(EDITED - I found the post I was looking for - thanks to Technorati - and have edited to reflect and include links)I don't usually stray into political matters -- there are far better informed sites for that (and I'm going to add a list of those sites soon). But yesterday I read
this post at
Window On Eurasia on remarks by Russian President Vladimir Putin about his chosen, I mean elected, successor, Dmitry Medvedev, and it makes me wonder . . .
I'm kicking myself for not bookmarking this page (
FOUND IT!),
but the gist was that In this speech, Putin described Medvedev's "Russian nationalism" with the word that means "ethnically Russian" --
russkiy -- instead of
rossiikiy, which means "citizen of Russia." It makes no difference in English, and perhaps in many European languages --
Russian and
Russian are the same. But the post points out that there's a big difference in Russian, especially given the fractured ethnic politics of the country. Saying "Russia for the ethnic Russian," instead of "Russia for the citizens of Russia" signifies a HUGE difference in political ideology.
So how does this relate? I see a correlation in language between
Kazakh (as an ethnicity/nationality), and
Kazakhstani (as an identity-card-carrying citizenship), but no similar examination in Central Asian coverage on language use. Americans (with whose language I am most familar), blithely use
Kazakh to mean "citizen of Kazakhstan," but none of the non-ethnically-Kazakh citizen of Kazakhstan I know would accept that term to describe themselves. Few have commented on the government's recent move to use
Kazakh as a term for all "citizens of Kazakhstan," even though the pictures show Asian, Eurasian, Turkic, Slavic and European faces. Ignorance, complacency, or an identity shift I have yet to accept?
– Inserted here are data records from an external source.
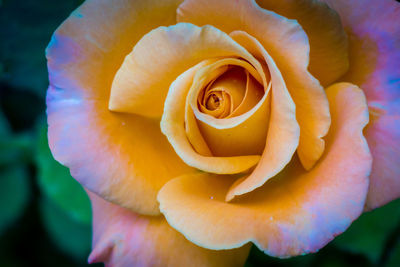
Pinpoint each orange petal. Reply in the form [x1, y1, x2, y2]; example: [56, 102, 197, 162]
[198, 75, 271, 156]
[256, 0, 349, 86]
[89, 193, 250, 267]
[187, 59, 270, 158]
[47, 92, 194, 215]
[226, 31, 300, 201]
[325, 0, 400, 209]
[46, 0, 191, 214]
[161, 59, 260, 174]
[158, 84, 372, 257]
[177, 0, 330, 169]
[109, 23, 264, 117]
It seems to me that until all the native-born citizens of the country speak the same language as they settle into nationhood, words matter a lot. Until employment and educational opportunities are equalized for all citizens, regardless of "nationality" (because everyone speaks the same language), a pan-nationality term --
Kazakhstani in English -- is politically inclusive, as the politicians claim to be. One generation more, and maybe they're there. Is that really so long to wait to make all citizens feel like they belong?